Thirty-four of Jim Alden’s paintings from 23 collectors will be on display tonight at the Port Townsend Library, chosen from among hundreds offered to be part of a new exhibit honoring the late artist.
Alden created some thousands of paintings depicting Port Townsend life until his death in 2004, according to a press release. However, the painter’s legacy remains familiar only to those Port Townsend locals who harbor Alden’s work.
“Alden didn’t travel beyond Port Townsend to sell his work, rarely sold in galleries and didn’t have a website, as he lived in the not-that-long-ago pre-digital world,” the release said. “As a result, though his work is treasured and safely stored on the walls of many area homes, there is no record of him or his work.”
An opening reception for the exhibit will take place from 6 to 7:30 tonight at 1220 Lawrence St.
Alden’s life centered around Water Street. He lived in the Olympic Apartments (now Eisenbeis Condominiums), which he managed in exchange for a break in rent; the Town Tavern, on the corner of Water and Quincy streets, provided a social life and friends; the Salal Café provided meals and work washing dishes.
The walls of the Town Tavern, Salal Café and Waterfront Pizza served as Alden’s galleries, and his surroundings provided his subject matter. It was not uncommon for tavern customers to see Alden walk in with a painting under his arm, the paint barely dried, and hang it on the wall, according to the release.
Library Manager Keith Darrock hatched the idea of exhibiting Alden’s work.
“People who are like Jim, who are living out of their vehicles, who are living on the fringes and creating an interesting culture through their art, made the culture of what Port Townsend is, and was and still is today,” Darrock said.
Darrock enlisted the expertise of co-curators Polly Lyle and Jenny Westdal to bring the exhibit to fruition, including considering hundreds of paintings.
“It was hard to choose,” Westdal said. “There are so many beautiful pieces that people are willing to loan.”
A precedent for this generosity formed months after Alden’s death.
In April 2005, Westdal and Pat Fitzgerald, co-owners of the Salal Café at the time, organized a townwide art exhibit of Alden’s work.
The pool of paintings created exhibits in 11 businesses and five window displays.
“Alden’s paintings were plentiful and affordable,” according to the press release. “He was always willing to accept payments or trade for paintings.
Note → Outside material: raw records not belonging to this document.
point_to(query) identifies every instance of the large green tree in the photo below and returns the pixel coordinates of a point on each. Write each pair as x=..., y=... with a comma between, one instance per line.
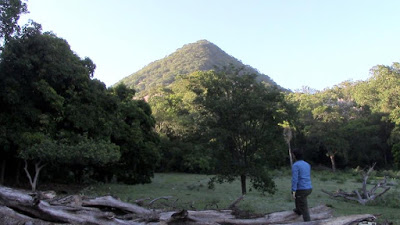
x=240, y=120
x=10, y=11
x=53, y=113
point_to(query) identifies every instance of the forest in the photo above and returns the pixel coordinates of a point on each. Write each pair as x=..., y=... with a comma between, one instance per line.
x=60, y=125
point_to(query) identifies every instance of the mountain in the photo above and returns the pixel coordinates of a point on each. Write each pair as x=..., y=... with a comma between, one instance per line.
x=201, y=55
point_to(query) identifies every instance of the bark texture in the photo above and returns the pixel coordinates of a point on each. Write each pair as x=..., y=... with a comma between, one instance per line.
x=42, y=208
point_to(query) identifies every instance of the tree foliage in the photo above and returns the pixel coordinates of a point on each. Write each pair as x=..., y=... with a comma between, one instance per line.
x=240, y=120
x=60, y=116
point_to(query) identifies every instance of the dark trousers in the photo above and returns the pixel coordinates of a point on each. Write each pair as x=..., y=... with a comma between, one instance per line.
x=301, y=203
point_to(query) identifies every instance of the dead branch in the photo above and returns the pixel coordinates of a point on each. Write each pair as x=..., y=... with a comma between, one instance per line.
x=18, y=207
x=233, y=205
x=156, y=199
x=365, y=195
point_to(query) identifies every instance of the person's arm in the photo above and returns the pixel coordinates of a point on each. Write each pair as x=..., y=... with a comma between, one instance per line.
x=295, y=179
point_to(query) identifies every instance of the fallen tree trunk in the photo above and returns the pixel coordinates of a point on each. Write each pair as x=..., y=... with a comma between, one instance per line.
x=363, y=196
x=22, y=207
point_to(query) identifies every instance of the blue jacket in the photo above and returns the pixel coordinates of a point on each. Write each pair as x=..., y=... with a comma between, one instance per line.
x=301, y=176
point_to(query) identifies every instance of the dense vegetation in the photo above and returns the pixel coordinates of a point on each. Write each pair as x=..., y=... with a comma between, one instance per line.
x=205, y=113
x=54, y=117
x=202, y=55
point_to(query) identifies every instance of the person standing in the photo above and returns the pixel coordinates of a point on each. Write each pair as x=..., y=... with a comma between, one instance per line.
x=301, y=184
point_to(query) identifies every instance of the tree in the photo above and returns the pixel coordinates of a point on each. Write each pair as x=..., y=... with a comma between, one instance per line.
x=133, y=132
x=240, y=119
x=10, y=10
x=59, y=114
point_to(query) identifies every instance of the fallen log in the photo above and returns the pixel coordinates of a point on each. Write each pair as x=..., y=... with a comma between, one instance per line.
x=363, y=196
x=22, y=207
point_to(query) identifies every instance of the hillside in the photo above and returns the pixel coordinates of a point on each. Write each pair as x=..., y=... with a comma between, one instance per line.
x=201, y=55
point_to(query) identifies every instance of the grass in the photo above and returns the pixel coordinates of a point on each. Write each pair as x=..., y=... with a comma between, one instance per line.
x=190, y=191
Lottery tickets were one of his favorite items for barter, but a pie would work, too. Alden painted miniature paintings that he would trade with bartenders for drinks.”
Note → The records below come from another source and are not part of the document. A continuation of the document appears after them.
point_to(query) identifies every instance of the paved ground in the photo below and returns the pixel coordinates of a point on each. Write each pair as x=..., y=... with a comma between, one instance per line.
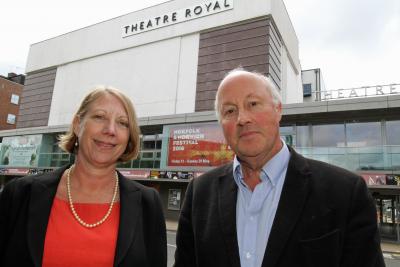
x=391, y=251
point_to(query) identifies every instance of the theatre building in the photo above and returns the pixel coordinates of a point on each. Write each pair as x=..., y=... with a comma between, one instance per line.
x=169, y=59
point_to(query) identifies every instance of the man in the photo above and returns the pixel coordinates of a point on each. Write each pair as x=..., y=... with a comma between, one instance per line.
x=271, y=206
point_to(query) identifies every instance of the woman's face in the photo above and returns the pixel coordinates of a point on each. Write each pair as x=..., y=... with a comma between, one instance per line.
x=103, y=133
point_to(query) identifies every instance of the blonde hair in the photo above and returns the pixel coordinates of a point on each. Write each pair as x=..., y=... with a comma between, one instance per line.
x=67, y=141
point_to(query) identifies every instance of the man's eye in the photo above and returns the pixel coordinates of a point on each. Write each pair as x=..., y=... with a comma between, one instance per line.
x=253, y=103
x=228, y=112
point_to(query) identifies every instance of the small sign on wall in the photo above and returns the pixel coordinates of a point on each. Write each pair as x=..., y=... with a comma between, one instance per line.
x=174, y=199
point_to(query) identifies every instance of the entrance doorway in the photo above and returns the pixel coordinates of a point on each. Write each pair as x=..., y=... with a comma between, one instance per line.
x=388, y=208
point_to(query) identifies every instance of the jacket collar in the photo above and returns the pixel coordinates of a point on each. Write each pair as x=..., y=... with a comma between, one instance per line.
x=227, y=197
x=290, y=207
x=131, y=212
x=43, y=191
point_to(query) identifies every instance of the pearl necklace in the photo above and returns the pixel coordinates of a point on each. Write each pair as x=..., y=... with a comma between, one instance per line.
x=71, y=204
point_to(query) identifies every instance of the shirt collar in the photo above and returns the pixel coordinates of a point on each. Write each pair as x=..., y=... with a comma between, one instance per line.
x=272, y=170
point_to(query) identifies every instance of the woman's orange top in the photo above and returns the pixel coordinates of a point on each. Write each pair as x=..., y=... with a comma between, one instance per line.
x=68, y=243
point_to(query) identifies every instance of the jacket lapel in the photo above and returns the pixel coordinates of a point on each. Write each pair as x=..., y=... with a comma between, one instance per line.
x=291, y=203
x=227, y=196
x=44, y=188
x=130, y=213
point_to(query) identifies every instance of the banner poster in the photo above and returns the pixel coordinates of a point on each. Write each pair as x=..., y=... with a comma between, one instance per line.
x=21, y=151
x=374, y=179
x=198, y=145
x=174, y=199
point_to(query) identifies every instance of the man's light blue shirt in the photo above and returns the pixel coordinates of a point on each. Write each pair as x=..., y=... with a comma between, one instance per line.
x=255, y=211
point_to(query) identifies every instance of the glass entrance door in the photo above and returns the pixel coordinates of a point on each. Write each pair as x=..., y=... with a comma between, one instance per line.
x=388, y=217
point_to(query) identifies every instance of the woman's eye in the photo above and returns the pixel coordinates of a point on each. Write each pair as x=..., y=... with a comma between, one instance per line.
x=98, y=117
x=124, y=124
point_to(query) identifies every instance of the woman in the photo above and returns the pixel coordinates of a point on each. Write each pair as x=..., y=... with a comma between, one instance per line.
x=86, y=214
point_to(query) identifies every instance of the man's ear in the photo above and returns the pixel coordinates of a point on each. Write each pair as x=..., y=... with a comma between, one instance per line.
x=278, y=109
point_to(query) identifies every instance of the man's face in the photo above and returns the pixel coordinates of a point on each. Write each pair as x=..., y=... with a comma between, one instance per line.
x=249, y=118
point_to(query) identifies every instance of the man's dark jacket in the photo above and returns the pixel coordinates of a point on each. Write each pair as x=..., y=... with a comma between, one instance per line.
x=25, y=206
x=326, y=217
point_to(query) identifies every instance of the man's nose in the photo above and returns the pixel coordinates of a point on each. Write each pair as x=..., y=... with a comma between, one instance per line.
x=243, y=117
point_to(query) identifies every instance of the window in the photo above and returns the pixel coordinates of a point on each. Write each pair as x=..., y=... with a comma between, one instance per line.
x=307, y=89
x=303, y=136
x=393, y=132
x=14, y=99
x=329, y=135
x=11, y=119
x=363, y=134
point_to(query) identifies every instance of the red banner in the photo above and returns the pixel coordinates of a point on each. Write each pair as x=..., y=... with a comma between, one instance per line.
x=197, y=145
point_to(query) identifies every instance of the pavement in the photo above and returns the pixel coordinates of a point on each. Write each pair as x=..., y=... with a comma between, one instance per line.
x=389, y=249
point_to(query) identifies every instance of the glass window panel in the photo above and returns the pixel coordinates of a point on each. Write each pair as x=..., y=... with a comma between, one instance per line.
x=158, y=144
x=136, y=163
x=303, y=136
x=393, y=132
x=14, y=99
x=149, y=144
x=11, y=119
x=330, y=135
x=147, y=155
x=363, y=134
x=146, y=164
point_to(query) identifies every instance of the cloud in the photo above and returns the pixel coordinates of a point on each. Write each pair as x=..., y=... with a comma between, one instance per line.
x=354, y=42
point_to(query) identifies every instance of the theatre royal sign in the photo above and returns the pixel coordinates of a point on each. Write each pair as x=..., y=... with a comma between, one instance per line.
x=366, y=91
x=161, y=20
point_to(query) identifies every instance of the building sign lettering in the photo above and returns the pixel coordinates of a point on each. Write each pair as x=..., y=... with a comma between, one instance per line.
x=366, y=91
x=185, y=14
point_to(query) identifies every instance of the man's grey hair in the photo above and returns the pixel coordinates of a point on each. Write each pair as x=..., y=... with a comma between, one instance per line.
x=269, y=86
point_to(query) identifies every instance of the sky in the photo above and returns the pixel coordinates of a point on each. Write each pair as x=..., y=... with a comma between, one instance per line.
x=355, y=43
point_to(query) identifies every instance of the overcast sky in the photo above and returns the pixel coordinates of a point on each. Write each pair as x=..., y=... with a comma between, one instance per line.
x=354, y=42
The self-portrait of Alden that appears in the Art in the Library exhibit was obtained by D.J. Hamilton in exchange for paying Alden’s bar tab at the Town Tavern. The painting, “Polk Street Cherry Tree,” loaned by Gale Wallis, covered Alden’s rent for one month.
“I feel that we’re at a crucial point where we can still preserve the interesting history and artistic output of an era of cultural richness, the ’70s and ’80s, on the Quimper Peninsula,” Westdal said.
“We’re standing on the edge of where it will all fall through the cracks if it’s not recorded in some way. Jim and his work were a large part of that time, and I think this exhibit will help save both his art and the memories of him.”
“It’s important because it’s our history,” Darrock said. “It’s iconic history to Port Townsend, those artists who lived on the fringes.”